Contribution : Fuite des cerveaux
L’effet boomerang


Par Ahmed Tessa, pédagogue
«Point de contrainte en religion» : cet ordre divin est inscrit dans le Saint Coran. Les sciences «psy» l’ont validé scientifiquement et élargi à d’autres domaines. C’est dire si la nature humaine est réfractaire à toute action d’oppression, de pression, de contrainte. Ne se déploie la motivation de l’être humain, pour un projet ou une activité, que s’il en ressent le besoin et y trouve cet intérêt profond qui lui
procure satisfaction et plaisir. Et ce besoin de motivation interne est davantage marqué chez l’enfant et l’adolescent – notamment lors des apprentissages scolaires.
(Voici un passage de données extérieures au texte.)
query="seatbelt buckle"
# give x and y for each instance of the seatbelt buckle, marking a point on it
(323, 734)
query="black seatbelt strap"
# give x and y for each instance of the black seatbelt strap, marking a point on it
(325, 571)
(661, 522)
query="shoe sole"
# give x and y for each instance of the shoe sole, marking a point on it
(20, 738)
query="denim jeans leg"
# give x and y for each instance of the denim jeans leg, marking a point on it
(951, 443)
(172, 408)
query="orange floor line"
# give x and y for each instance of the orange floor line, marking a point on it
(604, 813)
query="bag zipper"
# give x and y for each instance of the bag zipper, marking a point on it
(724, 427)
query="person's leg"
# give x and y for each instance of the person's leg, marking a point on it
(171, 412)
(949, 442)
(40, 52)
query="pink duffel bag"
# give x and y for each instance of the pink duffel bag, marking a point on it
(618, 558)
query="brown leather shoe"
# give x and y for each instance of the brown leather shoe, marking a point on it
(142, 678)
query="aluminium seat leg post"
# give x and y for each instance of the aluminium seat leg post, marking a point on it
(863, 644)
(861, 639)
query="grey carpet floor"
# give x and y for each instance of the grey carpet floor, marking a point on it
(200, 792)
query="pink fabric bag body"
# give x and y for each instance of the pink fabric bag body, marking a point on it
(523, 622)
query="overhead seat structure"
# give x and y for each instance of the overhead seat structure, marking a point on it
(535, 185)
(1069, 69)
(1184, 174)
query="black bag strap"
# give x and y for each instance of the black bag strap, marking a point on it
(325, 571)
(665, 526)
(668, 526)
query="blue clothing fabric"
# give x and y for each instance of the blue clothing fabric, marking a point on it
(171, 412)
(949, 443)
L’ennui, l’angoisse, le stress négatif sont des conséquences prévisibles de toute pédagogie basée sur la contrainte, avec, à la clé, le rejet de l‘objet imposé. Il est évident que les stimulants extérieurs à la motivation intrinsèque peuvent amener l’élève à adhérer à tel ou tel apprentissage. Mais de façon artificielle, sans impact durable et pour un intérêt ponctuel : c’est le cas des stimulants et de la norme imposés par certains systèmes scolaires.
Dans la panoplie de ces stimulants artificiels, on citera les notes, les coefficients, les sanctions et les examens/tombola, avec leur cortège de désavantages (et de supposés avantages) et de dérives.
La pédagogie de la contrainte n’est pas l’apanage des systèmes scolaires. Le politique peut, lui aussi, en user à outrance. Sans aller loin dans l’histoire de l’Humanité, des rois, des seigneurs de guerre et des présidents ont ignoré cette sagesse divine et les recommandations des psychologues. Ainsi, au XVe siècle c’est par la force brutale et la barbarie sanglante qu’Isabelle la catholique a contraint les musulmans et les juifs d’Andalousie à épouser sa religion.
Plus près de nous, sur les cinq continents, des dictatures se sont illustrées par la manipulation – afin de les propager de façon sauvage — qui sa religion, qui sa langue ou son idéologie et parfois les trois à la fois. Ainsi des boucheries humaines ont été perpétrées par la folle idée que la force sert d’unique moyen pour imposer des principes et des valeurs au-dessus de tout soupçon — une religion monothéiste, une langue.
Dans cette galerie des monstres, on citera la guerre des religions — en France et en Angleterre, elle opposa catholiques et protestants —, le colonialisme, le nazisme hitlérien, le fascisme mussolinien, le stalinisme, le sionisme, l’apartheid racial, le baâthisme linguistique, le wahhabisme et ses ouailles…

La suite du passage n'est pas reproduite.